Proof: Matrix Rank 1 | 3x3 Matrix A = BC

[ptolema]

Homework Statement

Show that if A is any 3x3 matrix having rank 1, then there exist a 3x1 matrix B and a 1x3 matrix c such that A=BC

Homework Equations

rank (BC)=rank (A)=1
rank (BC) $$\leq$$ rank (B) and rank (BC) $$\leq$$ rank (C)

The Attempt at a Solution

I prove that if B is a 3x1 matrix and C is a 1x3 matrix, then the 3x3 matrix BC has rank at most 1 (rank BC $$\leq$$ 1) in a different part of the problem. I'm not sure if that would be useful in this proof, though; this one is more like proving the converse. This is how far I got with this proof in particular:

define A=BC,where B is 3×n matrix and C is n×3 matrix

rank BC=1 ≤ rank B ≤ n,1 ≤ rank B ≤ 3
1 ≤ rank C ≤ n,1 ≤ rank C ≤ 3

from here, I need to show that n=1, but I don't know how to get to that point.

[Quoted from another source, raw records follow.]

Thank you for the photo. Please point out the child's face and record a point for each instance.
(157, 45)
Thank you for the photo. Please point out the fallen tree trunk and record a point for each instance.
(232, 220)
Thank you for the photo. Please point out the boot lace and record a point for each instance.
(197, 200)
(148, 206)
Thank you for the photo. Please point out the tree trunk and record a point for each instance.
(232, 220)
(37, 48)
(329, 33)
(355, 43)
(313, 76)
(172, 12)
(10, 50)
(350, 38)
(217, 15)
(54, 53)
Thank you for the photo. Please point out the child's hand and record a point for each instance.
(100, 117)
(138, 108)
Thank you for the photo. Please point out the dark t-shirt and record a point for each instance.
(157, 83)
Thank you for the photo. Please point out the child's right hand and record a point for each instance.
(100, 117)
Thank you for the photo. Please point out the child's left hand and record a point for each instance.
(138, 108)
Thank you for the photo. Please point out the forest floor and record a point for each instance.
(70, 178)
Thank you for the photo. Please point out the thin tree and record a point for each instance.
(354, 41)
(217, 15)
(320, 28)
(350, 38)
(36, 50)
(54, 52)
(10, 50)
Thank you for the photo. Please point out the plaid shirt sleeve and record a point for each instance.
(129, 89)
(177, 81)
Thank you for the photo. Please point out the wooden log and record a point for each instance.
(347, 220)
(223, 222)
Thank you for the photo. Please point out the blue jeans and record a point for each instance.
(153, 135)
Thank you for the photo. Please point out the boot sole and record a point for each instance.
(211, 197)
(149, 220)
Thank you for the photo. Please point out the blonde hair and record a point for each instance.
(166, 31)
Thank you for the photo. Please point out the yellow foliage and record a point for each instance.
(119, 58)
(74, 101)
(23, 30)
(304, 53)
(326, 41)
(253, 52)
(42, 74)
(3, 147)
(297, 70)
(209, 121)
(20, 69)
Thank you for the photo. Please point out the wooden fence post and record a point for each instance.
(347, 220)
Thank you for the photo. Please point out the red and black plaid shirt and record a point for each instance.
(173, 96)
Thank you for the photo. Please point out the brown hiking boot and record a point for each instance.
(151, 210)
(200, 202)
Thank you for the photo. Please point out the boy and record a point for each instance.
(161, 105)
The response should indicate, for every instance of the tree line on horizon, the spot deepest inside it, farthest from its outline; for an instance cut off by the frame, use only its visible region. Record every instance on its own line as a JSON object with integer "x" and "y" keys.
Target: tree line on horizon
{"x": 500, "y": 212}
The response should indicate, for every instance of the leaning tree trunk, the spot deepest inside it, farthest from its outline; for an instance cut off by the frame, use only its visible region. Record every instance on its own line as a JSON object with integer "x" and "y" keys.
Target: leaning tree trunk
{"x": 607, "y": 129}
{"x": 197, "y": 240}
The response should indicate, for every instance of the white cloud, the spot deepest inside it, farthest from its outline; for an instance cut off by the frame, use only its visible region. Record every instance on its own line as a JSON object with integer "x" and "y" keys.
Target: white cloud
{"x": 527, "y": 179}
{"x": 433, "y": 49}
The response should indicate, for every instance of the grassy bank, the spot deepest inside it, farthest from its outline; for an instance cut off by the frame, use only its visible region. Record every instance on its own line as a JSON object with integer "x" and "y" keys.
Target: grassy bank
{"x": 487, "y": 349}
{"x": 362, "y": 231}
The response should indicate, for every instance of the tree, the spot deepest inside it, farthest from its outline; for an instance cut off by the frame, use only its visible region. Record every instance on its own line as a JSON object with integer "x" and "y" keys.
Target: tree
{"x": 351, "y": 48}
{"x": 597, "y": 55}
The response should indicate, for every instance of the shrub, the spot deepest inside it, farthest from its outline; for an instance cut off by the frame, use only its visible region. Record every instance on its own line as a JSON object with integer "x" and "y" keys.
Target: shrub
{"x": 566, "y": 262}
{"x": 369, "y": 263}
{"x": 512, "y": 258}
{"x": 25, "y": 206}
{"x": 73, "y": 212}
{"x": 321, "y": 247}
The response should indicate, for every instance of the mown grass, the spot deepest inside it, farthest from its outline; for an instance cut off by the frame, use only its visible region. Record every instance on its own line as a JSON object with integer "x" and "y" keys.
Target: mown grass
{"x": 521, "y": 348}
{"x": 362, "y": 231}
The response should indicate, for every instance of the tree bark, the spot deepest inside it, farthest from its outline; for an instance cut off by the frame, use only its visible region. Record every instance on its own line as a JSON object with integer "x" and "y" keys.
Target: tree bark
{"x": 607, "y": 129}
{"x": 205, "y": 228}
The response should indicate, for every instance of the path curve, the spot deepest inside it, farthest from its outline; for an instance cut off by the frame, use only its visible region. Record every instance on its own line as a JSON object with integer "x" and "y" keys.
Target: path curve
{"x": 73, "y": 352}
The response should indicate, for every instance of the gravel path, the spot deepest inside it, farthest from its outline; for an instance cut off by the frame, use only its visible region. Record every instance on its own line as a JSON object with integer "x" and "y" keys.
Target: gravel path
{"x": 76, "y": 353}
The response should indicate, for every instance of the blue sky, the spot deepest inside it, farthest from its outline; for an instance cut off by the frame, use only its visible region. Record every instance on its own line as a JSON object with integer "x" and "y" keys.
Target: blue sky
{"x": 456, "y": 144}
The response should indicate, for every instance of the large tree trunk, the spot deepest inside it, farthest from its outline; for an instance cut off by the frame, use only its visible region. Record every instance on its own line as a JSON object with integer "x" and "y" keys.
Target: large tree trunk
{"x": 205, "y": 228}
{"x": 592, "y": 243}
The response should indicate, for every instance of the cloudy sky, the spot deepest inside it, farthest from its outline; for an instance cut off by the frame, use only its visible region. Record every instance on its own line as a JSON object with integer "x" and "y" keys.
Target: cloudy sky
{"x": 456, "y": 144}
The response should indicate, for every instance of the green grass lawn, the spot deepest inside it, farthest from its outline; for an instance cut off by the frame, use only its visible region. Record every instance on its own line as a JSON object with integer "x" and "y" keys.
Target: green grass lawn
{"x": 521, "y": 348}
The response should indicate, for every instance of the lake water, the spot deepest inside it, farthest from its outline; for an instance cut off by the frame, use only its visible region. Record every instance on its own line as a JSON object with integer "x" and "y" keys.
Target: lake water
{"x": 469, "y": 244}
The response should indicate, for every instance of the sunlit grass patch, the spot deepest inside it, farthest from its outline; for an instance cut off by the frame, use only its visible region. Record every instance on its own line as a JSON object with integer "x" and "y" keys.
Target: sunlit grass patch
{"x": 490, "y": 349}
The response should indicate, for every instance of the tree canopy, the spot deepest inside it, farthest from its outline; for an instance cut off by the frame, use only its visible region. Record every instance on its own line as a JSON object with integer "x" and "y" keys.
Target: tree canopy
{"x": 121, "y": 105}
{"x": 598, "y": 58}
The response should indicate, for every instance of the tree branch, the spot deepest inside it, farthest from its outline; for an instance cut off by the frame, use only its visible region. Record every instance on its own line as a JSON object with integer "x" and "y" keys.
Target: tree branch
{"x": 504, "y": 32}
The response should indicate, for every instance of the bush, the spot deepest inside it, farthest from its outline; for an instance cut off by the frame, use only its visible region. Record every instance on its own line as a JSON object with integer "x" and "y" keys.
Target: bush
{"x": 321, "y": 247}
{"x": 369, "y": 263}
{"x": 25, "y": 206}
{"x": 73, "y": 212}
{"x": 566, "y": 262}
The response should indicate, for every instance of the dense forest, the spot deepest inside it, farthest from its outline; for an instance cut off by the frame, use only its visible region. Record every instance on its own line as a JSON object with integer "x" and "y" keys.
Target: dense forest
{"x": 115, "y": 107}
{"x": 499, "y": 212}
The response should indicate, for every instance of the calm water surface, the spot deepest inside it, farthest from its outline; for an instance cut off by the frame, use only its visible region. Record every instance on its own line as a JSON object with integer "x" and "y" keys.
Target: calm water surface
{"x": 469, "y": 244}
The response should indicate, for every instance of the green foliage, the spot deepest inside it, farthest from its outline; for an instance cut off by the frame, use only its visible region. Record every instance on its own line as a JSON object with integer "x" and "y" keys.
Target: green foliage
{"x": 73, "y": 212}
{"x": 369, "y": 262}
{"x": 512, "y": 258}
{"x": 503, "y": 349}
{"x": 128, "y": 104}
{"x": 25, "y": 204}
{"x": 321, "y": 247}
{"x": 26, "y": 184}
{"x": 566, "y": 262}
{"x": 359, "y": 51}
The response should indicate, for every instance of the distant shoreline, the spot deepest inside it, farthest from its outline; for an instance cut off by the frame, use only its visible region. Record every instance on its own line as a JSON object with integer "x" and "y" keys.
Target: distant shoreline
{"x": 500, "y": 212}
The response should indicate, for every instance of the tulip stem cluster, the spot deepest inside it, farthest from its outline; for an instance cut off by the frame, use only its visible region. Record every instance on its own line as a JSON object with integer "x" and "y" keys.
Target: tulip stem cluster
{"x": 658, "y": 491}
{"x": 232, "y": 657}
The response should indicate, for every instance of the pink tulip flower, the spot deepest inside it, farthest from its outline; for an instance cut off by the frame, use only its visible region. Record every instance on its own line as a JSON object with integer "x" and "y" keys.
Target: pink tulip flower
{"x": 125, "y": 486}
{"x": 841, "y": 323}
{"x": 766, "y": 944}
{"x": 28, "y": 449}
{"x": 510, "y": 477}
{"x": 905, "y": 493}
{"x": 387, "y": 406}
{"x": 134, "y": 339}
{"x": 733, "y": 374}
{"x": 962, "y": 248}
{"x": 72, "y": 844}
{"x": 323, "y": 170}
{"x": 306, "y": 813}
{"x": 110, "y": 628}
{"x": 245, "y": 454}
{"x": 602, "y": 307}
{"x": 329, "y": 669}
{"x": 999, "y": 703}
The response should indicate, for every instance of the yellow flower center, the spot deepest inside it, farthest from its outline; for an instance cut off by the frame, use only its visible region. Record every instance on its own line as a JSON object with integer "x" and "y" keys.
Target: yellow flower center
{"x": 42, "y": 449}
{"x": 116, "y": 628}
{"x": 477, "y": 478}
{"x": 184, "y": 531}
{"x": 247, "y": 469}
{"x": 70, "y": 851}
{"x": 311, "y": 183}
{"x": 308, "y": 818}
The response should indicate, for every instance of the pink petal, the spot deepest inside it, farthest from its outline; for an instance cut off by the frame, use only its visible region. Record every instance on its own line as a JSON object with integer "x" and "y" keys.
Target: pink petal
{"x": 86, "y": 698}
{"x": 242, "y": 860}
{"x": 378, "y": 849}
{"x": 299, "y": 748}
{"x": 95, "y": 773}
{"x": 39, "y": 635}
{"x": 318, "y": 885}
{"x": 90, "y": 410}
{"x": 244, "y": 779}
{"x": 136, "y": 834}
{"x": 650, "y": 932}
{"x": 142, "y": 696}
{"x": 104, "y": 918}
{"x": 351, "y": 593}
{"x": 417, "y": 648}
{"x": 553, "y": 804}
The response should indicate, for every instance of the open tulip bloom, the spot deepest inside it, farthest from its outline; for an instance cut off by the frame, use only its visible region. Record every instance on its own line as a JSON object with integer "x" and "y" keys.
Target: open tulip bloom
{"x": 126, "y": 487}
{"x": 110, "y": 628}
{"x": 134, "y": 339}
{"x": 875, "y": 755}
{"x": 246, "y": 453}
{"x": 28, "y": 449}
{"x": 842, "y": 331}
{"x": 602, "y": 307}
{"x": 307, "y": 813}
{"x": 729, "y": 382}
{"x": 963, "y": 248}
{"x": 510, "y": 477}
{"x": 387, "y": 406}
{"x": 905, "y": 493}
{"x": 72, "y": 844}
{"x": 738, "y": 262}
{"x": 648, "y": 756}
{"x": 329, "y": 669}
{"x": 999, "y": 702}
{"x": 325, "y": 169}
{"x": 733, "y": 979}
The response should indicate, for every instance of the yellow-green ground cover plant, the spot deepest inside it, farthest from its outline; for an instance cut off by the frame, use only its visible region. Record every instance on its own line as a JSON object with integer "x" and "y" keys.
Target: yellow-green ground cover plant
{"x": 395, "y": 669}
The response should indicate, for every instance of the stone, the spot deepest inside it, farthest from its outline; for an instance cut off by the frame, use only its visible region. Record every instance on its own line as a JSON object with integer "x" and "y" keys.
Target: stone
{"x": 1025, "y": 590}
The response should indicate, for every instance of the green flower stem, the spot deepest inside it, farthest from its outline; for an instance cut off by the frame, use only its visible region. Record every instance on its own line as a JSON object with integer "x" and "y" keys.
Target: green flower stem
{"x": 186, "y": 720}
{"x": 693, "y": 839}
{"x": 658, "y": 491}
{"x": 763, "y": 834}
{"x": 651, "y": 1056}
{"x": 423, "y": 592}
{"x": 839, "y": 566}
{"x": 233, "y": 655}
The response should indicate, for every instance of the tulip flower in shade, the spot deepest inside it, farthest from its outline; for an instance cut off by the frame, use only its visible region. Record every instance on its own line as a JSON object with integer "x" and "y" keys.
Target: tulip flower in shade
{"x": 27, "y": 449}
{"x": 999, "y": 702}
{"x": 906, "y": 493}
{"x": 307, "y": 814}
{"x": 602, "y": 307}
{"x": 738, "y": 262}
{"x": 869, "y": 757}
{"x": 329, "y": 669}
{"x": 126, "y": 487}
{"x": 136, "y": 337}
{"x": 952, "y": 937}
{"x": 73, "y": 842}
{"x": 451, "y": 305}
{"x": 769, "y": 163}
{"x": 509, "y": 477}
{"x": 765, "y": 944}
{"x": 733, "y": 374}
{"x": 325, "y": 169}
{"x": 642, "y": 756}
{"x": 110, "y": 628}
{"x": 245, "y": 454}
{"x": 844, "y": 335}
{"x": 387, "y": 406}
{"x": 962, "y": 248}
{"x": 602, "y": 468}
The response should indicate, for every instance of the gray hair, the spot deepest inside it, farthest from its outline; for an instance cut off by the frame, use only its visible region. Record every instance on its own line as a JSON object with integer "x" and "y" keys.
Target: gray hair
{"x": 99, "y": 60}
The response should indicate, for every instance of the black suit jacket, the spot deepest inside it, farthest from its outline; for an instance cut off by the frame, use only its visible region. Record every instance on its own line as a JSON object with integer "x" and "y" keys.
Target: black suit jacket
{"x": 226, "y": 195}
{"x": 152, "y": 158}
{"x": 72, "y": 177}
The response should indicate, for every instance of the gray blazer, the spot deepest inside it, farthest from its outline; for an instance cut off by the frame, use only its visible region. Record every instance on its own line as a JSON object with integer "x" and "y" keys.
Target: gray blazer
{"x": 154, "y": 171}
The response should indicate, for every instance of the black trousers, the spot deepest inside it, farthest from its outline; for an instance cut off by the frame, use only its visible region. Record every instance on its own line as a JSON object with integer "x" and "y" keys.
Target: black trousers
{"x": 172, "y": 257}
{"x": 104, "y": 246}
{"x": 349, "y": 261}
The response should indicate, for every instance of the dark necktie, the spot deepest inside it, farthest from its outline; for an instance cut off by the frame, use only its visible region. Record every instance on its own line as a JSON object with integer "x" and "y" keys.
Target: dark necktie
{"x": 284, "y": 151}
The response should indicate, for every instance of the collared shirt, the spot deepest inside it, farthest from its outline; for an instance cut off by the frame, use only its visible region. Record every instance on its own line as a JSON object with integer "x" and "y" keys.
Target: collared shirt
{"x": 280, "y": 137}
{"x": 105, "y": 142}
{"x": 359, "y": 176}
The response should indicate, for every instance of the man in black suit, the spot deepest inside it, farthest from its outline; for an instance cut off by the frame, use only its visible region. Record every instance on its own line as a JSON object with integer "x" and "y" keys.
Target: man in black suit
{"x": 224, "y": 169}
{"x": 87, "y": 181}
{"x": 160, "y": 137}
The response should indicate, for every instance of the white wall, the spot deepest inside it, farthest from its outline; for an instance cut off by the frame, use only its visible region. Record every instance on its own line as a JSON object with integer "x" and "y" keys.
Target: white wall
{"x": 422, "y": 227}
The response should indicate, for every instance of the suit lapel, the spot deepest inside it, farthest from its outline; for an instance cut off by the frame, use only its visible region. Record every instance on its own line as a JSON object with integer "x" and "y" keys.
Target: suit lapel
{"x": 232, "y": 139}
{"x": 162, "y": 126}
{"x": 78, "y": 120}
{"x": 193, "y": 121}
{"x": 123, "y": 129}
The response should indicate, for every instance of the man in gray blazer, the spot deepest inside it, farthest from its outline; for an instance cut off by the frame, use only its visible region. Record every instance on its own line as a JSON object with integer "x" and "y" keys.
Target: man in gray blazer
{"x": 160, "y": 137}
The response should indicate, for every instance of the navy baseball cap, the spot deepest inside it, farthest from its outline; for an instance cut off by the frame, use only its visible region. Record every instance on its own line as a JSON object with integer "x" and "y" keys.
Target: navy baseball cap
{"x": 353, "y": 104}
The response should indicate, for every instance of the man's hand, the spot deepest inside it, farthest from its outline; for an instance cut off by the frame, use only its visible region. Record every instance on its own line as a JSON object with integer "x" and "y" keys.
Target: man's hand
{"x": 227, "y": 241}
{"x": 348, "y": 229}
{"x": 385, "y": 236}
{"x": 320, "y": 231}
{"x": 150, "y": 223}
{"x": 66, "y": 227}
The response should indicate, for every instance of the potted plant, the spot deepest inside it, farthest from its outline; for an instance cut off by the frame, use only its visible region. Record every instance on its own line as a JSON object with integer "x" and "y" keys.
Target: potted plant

A little help here?

 

[Dick]

If A has rank 1, then every column of A is a multiple of the same vector. Call the vector v and the first column av, the second column bv and the third column cv. Can you figure out an explicit way to factor that matrix?

 

[ptolema]

the vector v van be factored out, so that after some elementary row ops, bv and cv are rows of zeros. I think I might get what you're getting at, but how can I use that in terms of B and C?

 

[Dick]

Don't do row ops. If you are writing vectors in column form, then put B=v. What's C?

 

[ptolema]

the first entry of C is a, the second is b, and the third is c. When you put it like that, it seems so obvious. Thanks, I think I got it from here!